Editorial: Value of School Assemblies Defended


Seniors show spirit at pep assembly.

Kara Cowell, Editorial Editor

The high school assembly: movies make them seem like wild parties, books sometimes paint them as boring disciplinary lectures, and real-life reveals that they can land anywhere on this spectrum. 

NHS has held its fair share of school assemblies in its long history, and almost anyone will agree that no two have been the same. Traditionally, at least in my last four years of experience at NHS, there have been three big assemblies per year; Homecoming, Winterfest and Diversity Fair.  All three of these assemblies showcase a special time of year, week and event, which takes place within the high school, as well as provides additional games and activities relating to these events. The energy and unique environment cultivated by assemblies unifies students and offers an experience for high schoolers, which deserves to be defended. 
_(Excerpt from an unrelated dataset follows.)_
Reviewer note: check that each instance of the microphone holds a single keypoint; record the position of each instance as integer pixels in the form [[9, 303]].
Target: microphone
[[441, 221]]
Recently, though, the NHS administration urged the clubs and groups behind the planning of these assemblies to take a step back and reconsider the value of what their messages portray. This reconsideration is strictly because of issues of school security and engagement, which administration feels need to be addressed.  Principal Wunderlich mentioned that “putting all 2,000 of our students in one spot at a scheduled time makes [him] a little bit more nervous because of the variety of incidents.” Further, Wunderlich commented that “I do believe that some of our kids hate being packed into that gym or don’t feel connected to the event. In the classroom setting our teachers are pretty masterful at trying to engage everyone.” 

While it may be nearly impossible to interest every student in activities in such a large setting, the mere environment of the assemblies is something that does impact everyone. While many high school students may be too stubborn or “cool” to say that they felt touched, there are few opportunities for students to realize just how big our school population really is. With this, student’s eyes are opened to new things and new ideas through merely attending an assembly. 

Students have also expressed their opinions on assemblies. Senior Austin Price commented that he thinks “We don’t appreciate assemblies enough. They mean so much more than what most students see and it’s a shame. “ Similarly, senior Jenna Ebel shared that “School assemblies mean unity; I would be sad if we didn’t have them.” The general consensus between many students is that assemblies are a milestone and one of the only ways that a school of over 2,000 students can all come together as one.

These positive outlooks were not the only response though. Similarly to the concerns of Wunderlich that assemblies are not the best way to engage the entire student body, junior Isabel Yoblonski first commented that “school assemblies are a good way to bring everyone together” similar to many others. Yoblonski also recognized the challenges though, saying “I think that Neenah’s assemblies just lack fun and it’s always kind of repetitive and boring.” It is this unfortunate lack of engagement or social hype that causes many students to doubt assemblies — and administration has obviously heard both the positive and the negative sides. 

As an active member of the student body myself, I have seen the importance of school assemblies first hand. Especially in such a large school, it is nearly impossible to know everyone and see the sheer size of Neenah High’s student body. Seeing everyone together can be incredibly inspiring. To me, it is not only an issue of student engagement but also student pride when students can no longer understand what it means to be unified. Considering that some of NHS’s students will never attend a sports game or musical performance at all during their high school careers is incredibly saddening. Students need to be empowered to believe in the strength of the whole school if assemblies are going to continue being a part of student culture or we may end up losing a powerful showcase of events for good.

This showcasing of school camaraderie and diversity is represented by nothing better than the annual April Diversity Fair. This event never fails to powerfully showcase a variety of student talent and passion. Unfortunately though, with a growing concern about assemblies and school safety — this event too will likely change Since it is still a few months away — much is still unknown about how exactly it will run — but one thing is for sure — Diversity Day was a one year showcase. Despite its immense success, the new schedule and rules set in place simply make this impossible while maintaining fairness for teachers. According to Principal Wunderlich, “the actual assembly though, as of right now, is not planned to be an assembly, but different activities in the classrooms.” 

With the elimination of the Winterfest assembly and that missed opportunity to bring everyone together, all eyes will definitely fall onto what Diversity fair has in store this year. 

For those who treasure the assembly experience more than anything . . . hope still prevails. Principal Wunderlich said: “I think we’ll always have a homecoming assembly.  I do know there is value in bringing everyone together.” So there is at least one thing that is likely to stand up to the challenge of modernization a while longer. 

Assemblies have been a part of high school culture for a long time. While students and staff alike understand their underlying value, the risks they can be in the modern-day school environment will likely cause changes to happen right before our eyes. This school year, like those which preceded it, made the reality of the school safety issue ever more tense. The adaptation of Winterfest assembly activities and their effectiveness will be an interesting clue as to how things will continue to change in the future. Students and staff alike need to be motivated to find new ways to believe in the strength unity if assemblies want to continue to be a part of student culture. I hope that the elimination of the Winterfest assembly and an incoming modification to diversity fair will spark students to realize changes taking place within their school, and to brainstorm what they can do to make their changing school culture still represent unity as a whole.